What's the most positive trend in food, wine, cocktails or beer that you've noticed in Denver over the past year? I like that so many chefs are doing everything in-house, which is why cooking evolved as an art form, plus it gives us a chance to make every element of a meal special. And I'm happy to see so many local chefs training their staff to do everything properly in-house, too. It's creating a new generation of chefs who will continue to expand on what they're learning, which means that Denver should be in for a treat for years to come.

Who's the one person to watch right now in the Denver dining scene? Honestly, I'm a bit of a hermit and don't get outside the restaurant enough to really know a lot of people. That said, I'm watching everybody who's opening up shop at The Source. It sounds like such a cool concept, and I'm pumped to see what it brings to Denver.

Which ingredient is most representative of your personality? The potato: It's humble, tenacious and substantial.

If someone asked you to describe the current state of Denver's culinary climate, what would you say? It's blowing the F up. People are going out on a limb with new concepts -- and they're great concepts. The thing that makes it possible is that people in Denver are so supportive of start-ups and a hungry public fosters growth.

Sheila Lucero Jax Fish House See also: Chef and Tell with Sheila Lucero from Jax Fish House

What don't people know about you that you wish they did? I love surprise parties.

What daily ritual is non-negotiable for you? Coffee, preferably from Crema Coffee House.

If you could have any superpower, what would it be? I'd love to have cloning abilities.

What's the most positive trend in food, wine, cocktails or beer that you've noticed in Denver over the past year? The noticeable dedication of taking care of the guest and getting to know who's in your house. I'm hoping that this isn't a trend, but something that we just do. I know it's the hospitality business, but I see Denver really running with the reason why we do this: to makes our guests happy.

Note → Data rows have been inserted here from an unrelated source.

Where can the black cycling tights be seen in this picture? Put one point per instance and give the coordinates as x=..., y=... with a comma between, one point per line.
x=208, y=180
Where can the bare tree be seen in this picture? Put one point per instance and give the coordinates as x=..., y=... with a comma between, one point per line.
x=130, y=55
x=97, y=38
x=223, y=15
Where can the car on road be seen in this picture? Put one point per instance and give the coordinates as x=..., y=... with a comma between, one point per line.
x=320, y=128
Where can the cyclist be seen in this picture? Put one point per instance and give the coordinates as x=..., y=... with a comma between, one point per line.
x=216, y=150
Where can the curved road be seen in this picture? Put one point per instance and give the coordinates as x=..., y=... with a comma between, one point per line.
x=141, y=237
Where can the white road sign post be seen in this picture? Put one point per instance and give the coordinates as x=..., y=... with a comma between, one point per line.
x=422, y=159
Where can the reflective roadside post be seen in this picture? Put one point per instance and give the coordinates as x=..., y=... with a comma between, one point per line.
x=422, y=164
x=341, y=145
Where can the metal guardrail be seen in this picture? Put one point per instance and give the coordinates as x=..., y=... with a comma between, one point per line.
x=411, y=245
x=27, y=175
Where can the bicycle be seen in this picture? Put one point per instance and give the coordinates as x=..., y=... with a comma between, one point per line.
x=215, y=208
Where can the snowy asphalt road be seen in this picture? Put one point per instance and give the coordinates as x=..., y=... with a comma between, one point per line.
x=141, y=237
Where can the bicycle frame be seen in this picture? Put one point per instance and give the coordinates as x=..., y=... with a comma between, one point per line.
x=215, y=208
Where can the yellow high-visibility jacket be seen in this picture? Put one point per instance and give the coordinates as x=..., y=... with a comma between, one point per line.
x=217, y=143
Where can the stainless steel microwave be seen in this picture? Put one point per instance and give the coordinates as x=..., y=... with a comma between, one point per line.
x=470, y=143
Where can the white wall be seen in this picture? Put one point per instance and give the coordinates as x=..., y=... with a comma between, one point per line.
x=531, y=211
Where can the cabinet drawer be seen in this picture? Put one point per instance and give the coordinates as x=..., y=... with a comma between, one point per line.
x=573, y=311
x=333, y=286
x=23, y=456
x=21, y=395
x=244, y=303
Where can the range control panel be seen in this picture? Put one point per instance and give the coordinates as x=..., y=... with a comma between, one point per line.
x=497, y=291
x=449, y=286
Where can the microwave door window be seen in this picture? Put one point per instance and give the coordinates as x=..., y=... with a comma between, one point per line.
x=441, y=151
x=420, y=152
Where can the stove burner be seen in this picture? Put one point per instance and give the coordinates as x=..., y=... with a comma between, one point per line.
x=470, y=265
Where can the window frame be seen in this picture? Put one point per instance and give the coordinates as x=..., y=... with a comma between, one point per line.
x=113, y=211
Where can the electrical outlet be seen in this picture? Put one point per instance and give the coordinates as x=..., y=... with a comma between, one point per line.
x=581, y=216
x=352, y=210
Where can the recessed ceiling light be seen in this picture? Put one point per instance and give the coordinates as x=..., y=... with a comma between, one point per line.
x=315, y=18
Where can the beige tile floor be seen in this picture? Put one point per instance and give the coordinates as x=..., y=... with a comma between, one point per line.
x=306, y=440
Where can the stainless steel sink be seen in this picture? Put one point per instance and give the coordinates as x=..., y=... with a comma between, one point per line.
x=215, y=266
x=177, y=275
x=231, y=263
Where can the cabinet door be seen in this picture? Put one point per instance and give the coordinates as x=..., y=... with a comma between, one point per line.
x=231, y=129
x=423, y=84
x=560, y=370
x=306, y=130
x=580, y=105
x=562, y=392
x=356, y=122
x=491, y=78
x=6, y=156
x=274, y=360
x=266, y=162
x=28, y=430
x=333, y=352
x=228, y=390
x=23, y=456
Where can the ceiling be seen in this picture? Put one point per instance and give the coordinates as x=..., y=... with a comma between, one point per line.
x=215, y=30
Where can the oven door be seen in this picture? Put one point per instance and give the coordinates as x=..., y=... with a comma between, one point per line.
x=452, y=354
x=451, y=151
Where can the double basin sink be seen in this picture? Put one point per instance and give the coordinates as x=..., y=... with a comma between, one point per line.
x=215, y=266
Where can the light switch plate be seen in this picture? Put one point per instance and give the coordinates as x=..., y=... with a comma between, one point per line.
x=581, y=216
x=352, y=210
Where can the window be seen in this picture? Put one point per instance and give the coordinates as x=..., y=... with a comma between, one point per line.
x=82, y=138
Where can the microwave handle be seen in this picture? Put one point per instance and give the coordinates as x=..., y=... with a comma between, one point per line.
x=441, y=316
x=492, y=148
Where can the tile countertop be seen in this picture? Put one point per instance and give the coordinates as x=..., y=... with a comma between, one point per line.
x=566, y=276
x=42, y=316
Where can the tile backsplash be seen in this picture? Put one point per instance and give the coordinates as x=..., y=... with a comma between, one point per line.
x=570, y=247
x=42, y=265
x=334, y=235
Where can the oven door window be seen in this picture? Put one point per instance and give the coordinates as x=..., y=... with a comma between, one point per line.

Who's the one person to watch right now in the Denver dining scene? I love the dynamic kitchen trio at Beast & Bottle. I know that it's Paul's shop, but you can just tell when you're there that everyone is really excited about what they're doing - and they're doing it well. And it's obvious that they're having a blast.

Which ingredient is most representative of your personality? Fish sauce, specifically Red Boat fish sauce. It's subtle, funky and kind of complex.

If someone asked you to describe the current state of Denver's culinary climate, what would you say? Growing faster than we can staff our restaurants. It seems like everyone is hurting for good, solid peeps. I'm hoping that it will balance out soon.